Abstract:
The performance of firms has remained a global issue based on climate
change that has caused global warming. Most countries have adopted green
strategies so as to reduce the effects of climate change on business
sustainability. Climate change affects agricultural-processing firms directly,
leading to poor performance. Ecological design is one of the concepts
introduced by businesses as a measure of solving the problem of sustainable
performance. This study aimed to determine the relationship between green
ecological design and the sustainable performance of multinational tea firms
in Kenya. The study was anchored on ecological, sustainable, and
institutional theories. Correlational and cross-sectional research designs were
adopted. A sample of 225 managers was selected using a stratified sampling
technique from a target population of 512 from the three multinational tea
firms of James Finlay, George Williamson and Ekaterra with primary data
being collected using a questionnaire. The content, face, criterion, and
construct validity of the instrument were achieved through interrogation of
the instrument by supervisors and experts. Reliability was examined using
the Cronbach Alpha coefficient, where a score of 0.801 was realised. Linear
regression and correlation analysis were used to establish the coefficient of
determination and correlation coefficient. The results of the study established
that there was a significant but weak (R2 = 0.034, F = 7.411; p<0.05)
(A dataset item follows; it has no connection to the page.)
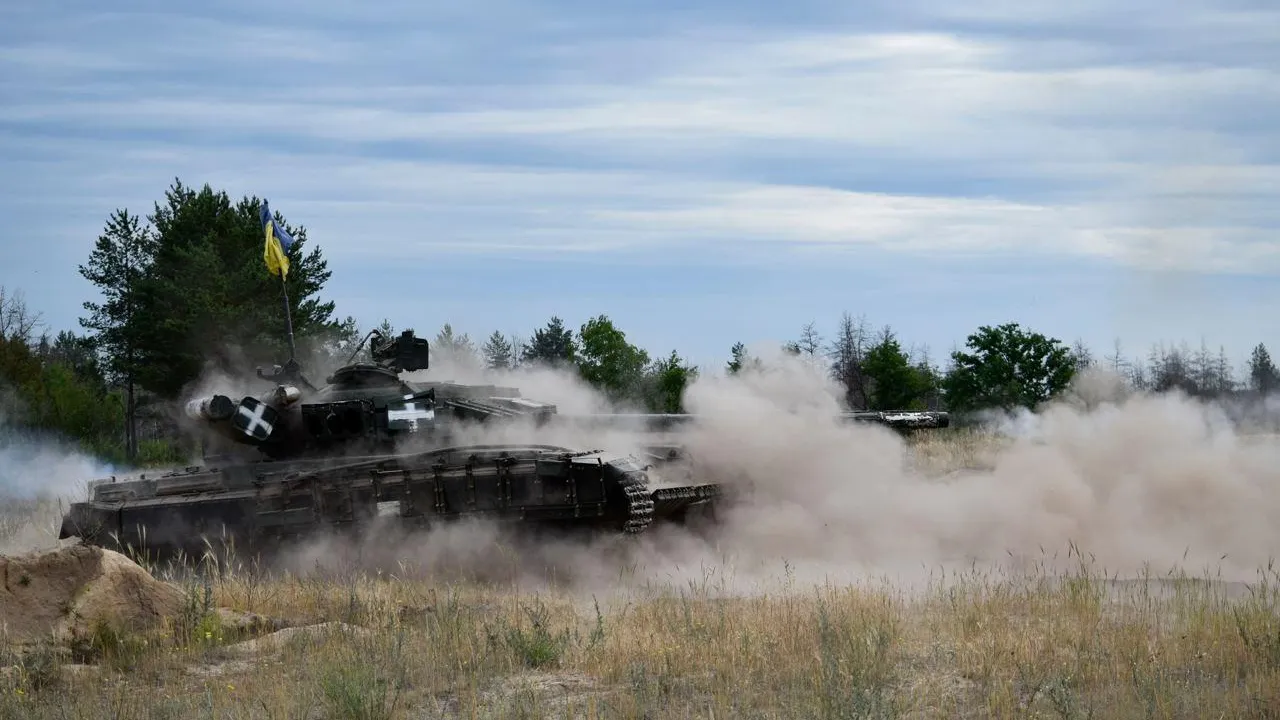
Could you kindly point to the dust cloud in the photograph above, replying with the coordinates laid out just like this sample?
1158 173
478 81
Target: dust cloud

relationship between eco-design and sustainable performance, implying that
whenever multinational tea firms invested in eco-design as a green supply
chain practice, there was adequate improvement on their sustainable
performance. The study recommends that multinational tea firms in Kenya
should put resources into the development of eco-design methods. The
findings of this study are expected to baseline information that may assist in
developing sustainable performance strategies in the tea sector.